Production Example 1
[0167] A high-frequency voltage of about 4 MHz and about 80 kVA was
applied to the high-frequency oscillating coil 12b of the plasma
torch 12. Mixed gas of argon gas 50 liters/min and nitrogen 50
liters/min was supplied as plasma gas from the plasma gas supply
source 22. An argon-nitrogen thermal plasma flame was generated in
the plasma torch 12. Carrier gas of 10 liters/min was supplied from
the spraying gas supply source of the material-supplying apparatus
140.
[0168] The powder material, a material for producing black
composite particles, which was premixed at a predetermined mixing
ratio was supplied, together with argon gas as carrier gas, into a
thermal plasma flame in the plasma torch 12, and evaporated in the
thermal plasma flame into a mixture highly dispersed in the vapor
state.
[0169] Nitrogen was used as the gas supplied into the chamber 16 by
means of the gas-supplying apparatus 28. The flow rate in the
chamber was 5 m/sec, and the amount supplied was 1000 L/min.
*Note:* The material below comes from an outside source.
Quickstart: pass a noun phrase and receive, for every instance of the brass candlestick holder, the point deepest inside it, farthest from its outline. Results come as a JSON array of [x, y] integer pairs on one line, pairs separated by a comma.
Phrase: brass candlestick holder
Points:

[0170] The pressure in the cyclone 19 was 50 kPa, and the supply
rate of the black composite particles from the chamber 16 to the
cyclone 19 was 10 m/s (mean value).
[0171] The BET specific surface area of the resultant black
composite particles Bk1 was 33.4 m.sup.2/g. The composition
analysis revealed that the titanium content was 68.3% by mass; the
nitrogen content was 19.3% by mass; the oxygen content was 5.0% by
mass; the silver content was 6.9% by mass; the angle of diffraction
2.theta. of the peak originated from TiN (200) plane was
42.63.degree.; and the crystallite size determined from the half
bandwidth of this peak was 36 nm. No X-ray diffraction peaks
originated from TiO.sub.2 were observed at all.
Production Example 2
[0172] Similarly to Production Example 1, black composite particles
Bk2 were obtained using as a material the mixed powder of Ti and Ag
premixed at a predetermined mixing ratio. The BET specific surface
area of the black composite particles Bk2 was 30.7 m.sup.2/g. The
composition analysis revealed that the titanium content was 65.4%
by mass; the nitrogen content was 17.7% by mass; the oxygen content
was 5.9% by mass; the silver content was 10.5% by mass; the angle
of diffraction 2.theta. of the peak originated from TiN (200) plane
was 42.57.degree.; and the crystallite size determined from the
half bandwidth of this peak was 35 nm. Some X-ray diffraction peaks
originated from TiO.sub.2 were observed.
Production Example 3
[0173] Similarly to Production Example 1, black composite particles
Bk3 were obtained using as a material the mixed powder of Ti and Ag
premixed at a predetermined mixing ratio. The BET specific surface
area of the black composite particles Bk3 was 28.8 m.sup.2/g. The
composition analysis revealed that the titanium content was 59.8%
by mass; the nitrogen content was 17.0% by mass; the oxygen content
was 3.8% by mass; the silver content was 18.9% by mass; the angle
of diffraction 2.theta. of the peak originated from TiN (200) plane
was 42.56.degree.; and the crystallite size determined from the
half bandwidth of this peak was 37 nm. No X-ray diffraction peaks
originated from TiO.sub.2 were observed at all.
Production Example 4
[0174] Similarly to Production Example 1, black composite particles
Bk4 were obtained using as a material the mixed powder of Ti and Ag
premixed at a predetermined mixing ratio. The BET specific surface
area of the black composite particles Bk4 was 23.5 m.sup.2/g. The
composition analysis revealed that the titanium content was 48.9%
by mass; the nitrogen content was 13.6% by mass; the oxygen content
was 3.7% by mass; the silver content was 33.5% by mass; the angle
of diffraction 2.theta. of the peak originated from TiN (200) plane
was 42.58.degree.; and the crystallite size determined from the
half bandwidth of this peak was 48 nm. No X-ray diffraction peaks
originated from TiO.sub.2 were observed at all.
Production Example 5
[0175] Similarly to Production Example 1, black composite particles
Bk5 were obtained using as a material the mixed powder of Ti and Pd
premixed at a predetermined mixing ratio. The BET specific surface
area of the black composite particles Bk5 was 26.9 m.sup.2/g. The
composition analysis revealed that the titanium content was 61.7%
by mass; the nitrogen content was 16.6% by mass; the oxygen content
was 3.8% by mass; the palladium content was 16.2% by mass; the
angle of diffraction 2.theta. of the peak originated from TiN (200)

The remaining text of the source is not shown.